As far as the girls were concerned, the return was a mixed blessing. Most of us had loved the freedom of Ayton Castle. We had huge grounds to wander in, hayfields close to the castle to play hockey and lacrosse on and classrooms in interesting places such as boudoirs and billiard rooms. The castle was full of character.

When we returned to Edinburgh, we found ourselves in a uniform colour scheme of chocolate brown and mint green. Everything was freshly painted after the army’s occupation and I think our staff must have nursed a secret longing all the war for chocolate mint creams.

Of course domestic arrangements were much improved. Fuel rationing was becoming a little more generous and we were now in a building designed for us. We no longer had to post our dirty washing home every week for our unfortunate mothers to wash and send back. Instead of one bath a week, we got two and instead of one hairwash every three weeks, we got one every week. (How today’s teenagers would have coped with this, I cannot imagine!)

Senior girls, I was one of them by then, were allowed on Saturday to take the number six tram down to Princes Street and meet friends. I seem to remember this often was a group of boys from Loretto. We had trips to the theatre and to concerts and of course the fun of playing other schools in matches.

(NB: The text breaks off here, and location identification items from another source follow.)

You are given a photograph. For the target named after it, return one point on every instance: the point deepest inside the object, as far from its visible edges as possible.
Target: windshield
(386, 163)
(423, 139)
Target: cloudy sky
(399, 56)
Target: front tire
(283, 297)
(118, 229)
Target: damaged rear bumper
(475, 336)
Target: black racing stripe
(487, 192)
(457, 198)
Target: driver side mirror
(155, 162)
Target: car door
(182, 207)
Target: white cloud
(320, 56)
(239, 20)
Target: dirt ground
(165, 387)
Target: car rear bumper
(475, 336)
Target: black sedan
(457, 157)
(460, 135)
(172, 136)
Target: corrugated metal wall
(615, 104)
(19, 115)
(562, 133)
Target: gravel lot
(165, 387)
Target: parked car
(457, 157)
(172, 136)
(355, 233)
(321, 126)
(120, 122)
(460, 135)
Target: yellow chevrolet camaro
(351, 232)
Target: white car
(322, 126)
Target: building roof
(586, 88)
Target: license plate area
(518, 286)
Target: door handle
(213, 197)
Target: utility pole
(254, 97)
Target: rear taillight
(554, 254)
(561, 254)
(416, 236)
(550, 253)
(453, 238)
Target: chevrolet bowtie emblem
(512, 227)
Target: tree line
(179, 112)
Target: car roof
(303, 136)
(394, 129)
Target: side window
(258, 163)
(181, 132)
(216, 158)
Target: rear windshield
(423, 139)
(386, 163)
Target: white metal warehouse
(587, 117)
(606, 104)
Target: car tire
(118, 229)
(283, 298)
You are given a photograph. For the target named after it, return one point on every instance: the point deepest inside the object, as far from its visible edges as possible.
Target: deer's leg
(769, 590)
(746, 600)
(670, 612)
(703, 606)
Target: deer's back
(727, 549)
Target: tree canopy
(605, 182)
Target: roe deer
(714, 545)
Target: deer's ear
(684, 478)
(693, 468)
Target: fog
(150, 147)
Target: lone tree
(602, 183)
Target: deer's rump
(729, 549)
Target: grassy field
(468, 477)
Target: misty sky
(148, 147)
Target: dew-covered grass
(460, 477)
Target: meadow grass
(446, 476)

It was not all good news however. On weekdays if we were not on the games list, we were dragooned into ‘croc walks’. Some unfortunate member of staff had to accompany us down Blackford Avenue, along St Albans Road, or wherever. Two poor girls also got the job of ‘sharing’ this member of staff, that is walking with her and thinking up conversation all the way round. The ‘crocs’ of girls, wearing navy blue coats, berets, itchy black stockings and the school scarf of navy, yellow and white must have been a familiar sight in the Grange.

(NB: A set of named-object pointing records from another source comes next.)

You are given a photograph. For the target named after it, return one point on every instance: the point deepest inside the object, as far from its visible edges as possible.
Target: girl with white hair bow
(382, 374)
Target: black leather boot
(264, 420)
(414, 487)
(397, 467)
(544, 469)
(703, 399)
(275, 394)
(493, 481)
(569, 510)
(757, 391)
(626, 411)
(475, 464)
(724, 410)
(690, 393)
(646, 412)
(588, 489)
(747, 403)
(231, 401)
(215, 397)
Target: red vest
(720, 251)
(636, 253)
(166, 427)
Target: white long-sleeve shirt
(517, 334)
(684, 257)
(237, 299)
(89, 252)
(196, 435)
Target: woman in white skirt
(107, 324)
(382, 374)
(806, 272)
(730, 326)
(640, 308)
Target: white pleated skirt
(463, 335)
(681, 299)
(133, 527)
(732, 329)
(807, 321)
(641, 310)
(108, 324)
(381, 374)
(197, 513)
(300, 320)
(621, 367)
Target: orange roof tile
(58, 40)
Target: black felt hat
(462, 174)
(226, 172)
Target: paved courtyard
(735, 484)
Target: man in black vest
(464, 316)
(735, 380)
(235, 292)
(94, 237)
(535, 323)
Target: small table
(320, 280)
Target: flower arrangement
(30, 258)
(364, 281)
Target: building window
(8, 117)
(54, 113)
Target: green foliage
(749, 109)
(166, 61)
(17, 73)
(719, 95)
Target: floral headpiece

Another drawback was that the games field was down Oswald Road, and after a strenuous session of lacrosse or hockey, it seemed an awfully long way to straggle back to school to get milk and a bun, which is what we ate before ‘prep’.

Perhaps the strangest aspect of our coming ‘home’ to Esdaile was the fact that none of the girls had ever been there. The prefects, therefore, were asked to come back a day early so we could learn our way around the building and show it to the others when they arrived.

Esdaile has a graceful curved stairway in the front hall and only staff were allowed to use it. This meant that 120 girls, usually in a hurry, had to scramble up and down the narrow, back, winding stairs where there was hardly room to pass one another. Although we didn’t question much in those days we were amazed at this. I remember one girl, who stumbled and fell in a head-on collision on those stairs, gasping, ‘It’s funny how we pay to be here and we get the back stairs, and the staff are paid to be here and they get the front stairs.’ Again, what would today’s teenagers make of this?

Esdaile School

Lynne Gladstone-Miller via Elsa Hendry – Newsletter No 70 – Spring 2001

Esdaile School from 1956 to 1961

1956-61 – Not so very long ago, but it’s difficult to connect one’s present self with such a bygone era, a time when the school hockey team wore gym slips, black stockings and suspenders, and the highlight of the dormitory year was the midnight feast.

Games featured a lot. Every weekday afternoon was given over to the game of the season – lacrosse in the autumn term, hockey in the spring term, and tennis and cricket in the summer. Facilities for these were one pitch for ‘crosse’, hockey and cricket plus four hard tennis courts in South Oswald Road (now flats) and four grass courts in front of the school itself. Esdaile had a fixture list with all the other fee- paying girls’ schools – St. George’s, Oxenfoord, Gillespies and lots of schools which have disappeared along with Esdaile – but we kind of shot ourselves in the feet by spreading ourselves so thinly over so many games. We didn’t win very often.

Clearly, the whole school couldn’t be accommodated on that one pitch, so every day, lists went up of those girls who were down to play games and those who were to go on croc instead. Croc was a column of ten girls in pairs, headed up by appointed leaders and back-marked by a couple of prefects or similar. These crocs trod appointed pavements leading to Blackford Hill, the Hermitage, the Grange, or Newington, with the smell of biscuits from the Middlemass factory. Crocs, in fact, were how we passed Sunday afternoon, in our school suits, with black bashers (velour hats with brims) in the winter, and straw bashers in the summer. Happy, happy Sunday when it was really, really wet, and we could pass the afternoon reading in bed.

Games wasn’t my scene, but I did fancy having the tassel (for safety-pinning to your beret) awarded for playing in a school team at least three times. My only chance was cricket, absolutely the least popular of the games we played. This, however, didn’t make it easy. There were only three cricket fixtures in the season – St George’s, Gillespies and the father-and-brothers match (where the fathers and brothers played left-handed) – and anyone of them could be rained off. In my very last term at school, I made it.